Türkiye’nin Avrupa insan hakları sistemi ile yedi asırlık bir ilişkisi bulunuyor. Avrupa İnsan Hakları Sözleşmesi’ni hazırlayan ülkelerden biri olan Türkiye, Sözleşme’yi 1954’de onaylamış, Avrupa İnsan Hakları Mahkemesi’ne (AİHM) bireysel başvuru hakkını 1987’de, AİHM’in mecburi yargı yetkisini ise 1990’da tanımıştır. Türkiye, AİHM’e hakkında en fazla başvuruda bulunulan ve hakkında en fazla mahkumiyet kararı bulunan üye ülkelerden birisi. 1980’lerin sonundan bu yana AİHM’e dava götürmekte olan Türkiyeli insan hakları avukatlarının, hukuki mobilizasyona dair hatırı sayılır bir bilgi birikimi ve tecrübesi mevcut. Üstelik, AİHM, mevcut insan hakları mahkemelerinin en etkilisi olarak kabul ediliyor. Ancak, bütün bunlara rağmen, Türkiye’de ağır insan hakları ihlallerinin sonu gelmiş değil.

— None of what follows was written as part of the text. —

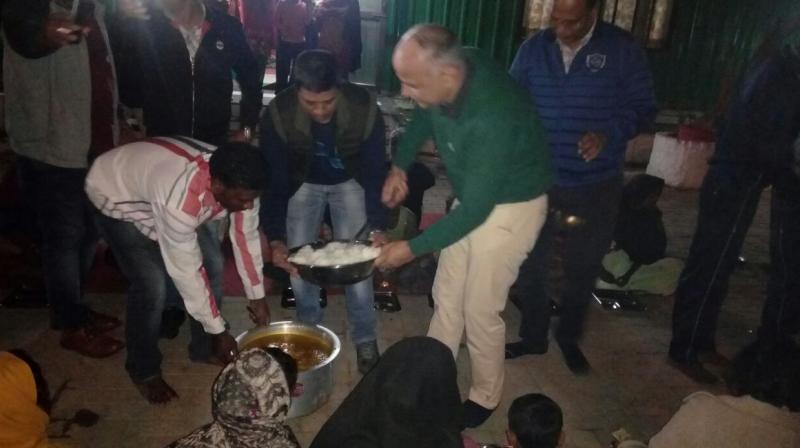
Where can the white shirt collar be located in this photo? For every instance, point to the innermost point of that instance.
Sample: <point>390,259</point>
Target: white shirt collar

Ulusal yargı, dün olduğu gibi bugün de, devlet şiddetinin, yasal baskının ve hukuk devleti ihlallerinin kolaylaştırıcısı işlevi görmekte. İnsan hakları hareketi ise, devlet baskısına direnen önemli ancak küçük bir azınlığın dışında, etkisini neredeyse bütünüyle yitirmiş durumda.
Yanlış giden neydi?
Dilek Kurban’ın Türkçe çevirisi İletişim Yayınları tarafından yayımlanan Ulusaşırı Adaletin Sınırları başlıklı kitabının tanıtımı vesilesiyle düzenlenen bu söyleşide Dilek Kurban ve tartışmacı olarak Kerem Altıparmak bu basit sorunun karmaşık ve zor yanıtlarını siyaset, hukuk ve toplum ekseninde aradılar.
03 Ocak 2024 Çarşamba günü Mülkiye Kültür Merkezi’nde Mülkiye İnsan Hakları Merkezi ve İnsan Hakları Okulu’yla birlikte düzenlediğimiz söyleşiye katılan konuklarımıza teşekkür ederiz.